Ma tutto si consuma piuttosto in fretta, a Milano forse un poco più che altrove. In giugno, a Giro d’Italia da poco concluso, i perdigiorno di tanti bar di periferia commentavano la domenica di tregenda sul Gavia. Colando sudore nella calura appiccicosa che gli ombrelloni dissimulavano appena, senza mitigare, con un notevole sforzo provavano a immaginare il gelo di quella tormenta inattesa.

Chi esagerò un poco nell’invocare una botta di frescura fu accontentato il primo di luglio, allorché un violento nubifragio si abbatté sulla città concentrando la sua furia sulle zone poste a centro-sud, la Barona, il rione Sant’Ambrogio, i Navigli. Del fenomeno i giornali riferirono con grande enfasi affibbiandogli le suggestive definizioni di “uragano” e “tornado”, ma fu di sicuro un evento eccezionale: nel tardo pomeriggio, dopo un preambolo di raffiche di vento furiose, nel giro di un’ora cadde mezzo metro di pioggia. Strade allagate, alberi e pali della luce sradicati, coppi volanti sulla città, i Navigli esondati, il traffico un bestione intrappolato mentre i semafori lampeggiavano con monotona agitazione il colore giallo, come a notte fonda. Due automobilisti che avevano cercato riparo sotto un muro rimasero schiacciati dal crollo del manufatto medesimo; uno perì e l’altro, miracolosamente, se la cavò. Di entrambi si conobbero dati anagrafici, targa, marca e modello dell’auto e financo il colore, perché già allora il dovere di cronaca tendeva a sconfinare, arricchendo le notizie di inutili dettagli. Poi arrivò la grandine, una spanna di chicchi grandi come noci che non ebbero pietà alcuna di parabrezza e carrozzerie.  Quel che è certo è che la temperatura si abbassò in maniera significativa, almeno per un poco.

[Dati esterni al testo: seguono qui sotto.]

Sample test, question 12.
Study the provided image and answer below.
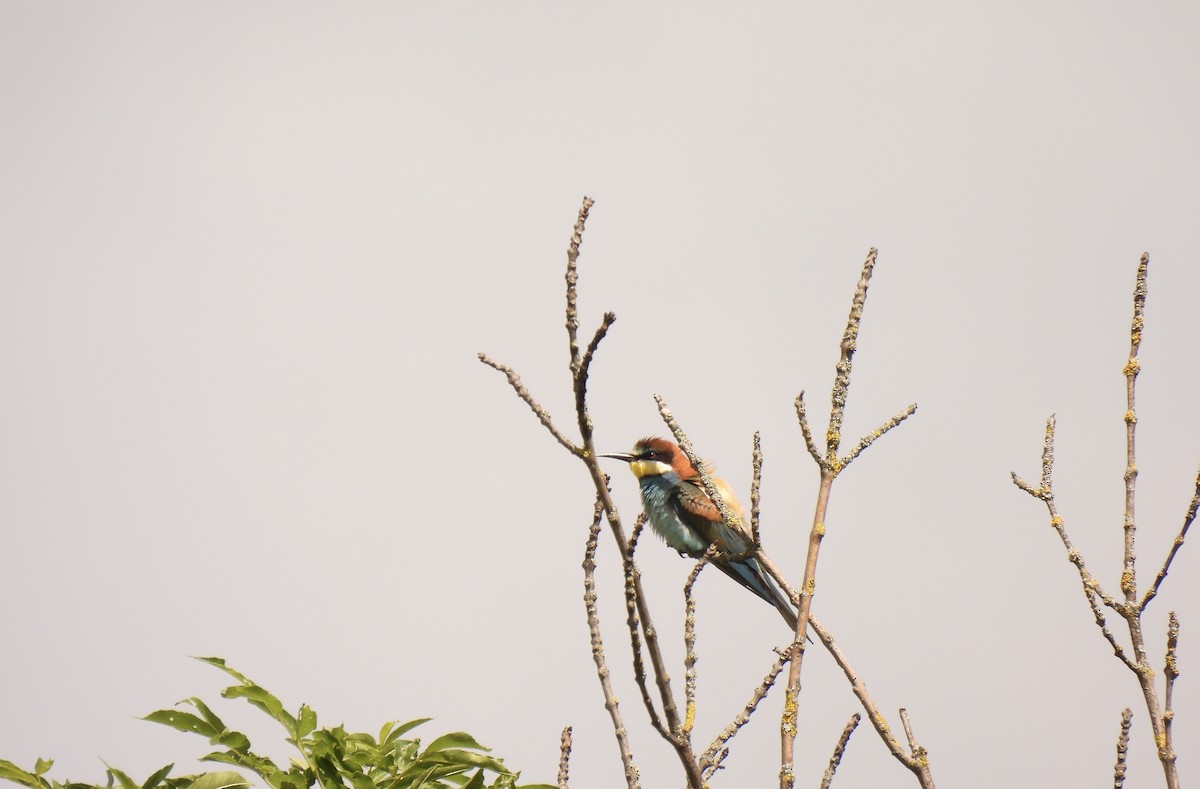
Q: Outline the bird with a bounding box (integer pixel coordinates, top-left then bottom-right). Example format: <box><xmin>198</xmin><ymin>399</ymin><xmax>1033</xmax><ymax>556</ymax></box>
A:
<box><xmin>599</xmin><ymin>436</ymin><xmax>796</xmax><ymax>631</ymax></box>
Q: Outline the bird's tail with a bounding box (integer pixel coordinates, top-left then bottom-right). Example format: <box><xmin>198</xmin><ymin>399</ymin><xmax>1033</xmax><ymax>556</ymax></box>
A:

All’inizio di settembre, mentre le giornate si accorciavano e il ricordo di certi amori estivi prendeva a sbiadire al pari di una fotografia distrattamente dimenticata al sole, Milano ritrovava l’abituale ritmo frenetico e si concentrava sull’imminente Triennale:

XVII Triennale di Milano — 1988

Le città del mondo e il futuro delle metropoli

La XVII Triennale riflette sul tema della città capitali dei paesi in via di sviluppo, nuove realtà urbane che offrono l’occasione per riflettere sul futuro stesso della forma città. La mostra sceglie alcune metropoli come punto di osservazione sul mondo, illustra i territori dell’urbanistica, dell’architettura e delle arti. L’allestimento che accompagna il visitatore alla scoperta delle varie sezioni dell’Esposizione è progettato da Achille Castiglioni, Paolo Ferrari e Italo Lupi (Italo Lupi, Manifesto per la XVII Triennale di Milano, 1988).

Milano guardava avanti, preparandosi a opporre un garbato diniego all’offerta dell’ennesimo amaro Ramazzotti e a lasciare gli irriducibili edonisti reaganiani al loro incerto destino.

Erano le sette di un sabato mattina e, benché fosse la metà di settembre, faceva ancora piuttosto caldo. La Alfa 164 parcheggiata in Viale Gorizia si immise sulla carreggiata con un lieve stridio di gomme sulle lucide lastre di pietra. Pochi metri dopo, la donna che la guidava dovette effettuare una brusca sterzata per evitare di travolgere il Maggiolino Cabrio con la capote abbassata che si staccò dal marciapiede, senza rispettare la precedenza. Furibonda, Lucia (così si chiamava la baldanzosa proprietaria della 164) imprecò tra i denti mentre sentiva la rabbia montare dallo stomaco alla testa. Si fermò di botto, costringendo il Maggiolino e coloro che lo seguivano a frenare; scese dall’auto e si avvicinò all’uomo al volante.

”…ma come cazzo guidi?”,

gli disse scandendo per bene le parole, che tuttavia già prima del punto interrogativo avevano perso la veemenza iniziale scivolando verso una ragionevole perplessità. L’aveva dapprima disarmata e poi confusa una singolare asimmetria del volto volgarmente piacente dell’uomo, il quale le opponeva uno sguardo di annoiata commiserazione con quegli occhi non solo spaiati, uno marrone e l’altro verde smeraldo, ma anche totalmente discordi: quello scuro magneticamente indagatore, quello chiaro freddamente vacuo. L’uomo sorrise beffardo, rivelando una chiostra di denti piccoli e aguzzi, incredibilmente bianchi.[sociallocker id=11716].[/sociallocker]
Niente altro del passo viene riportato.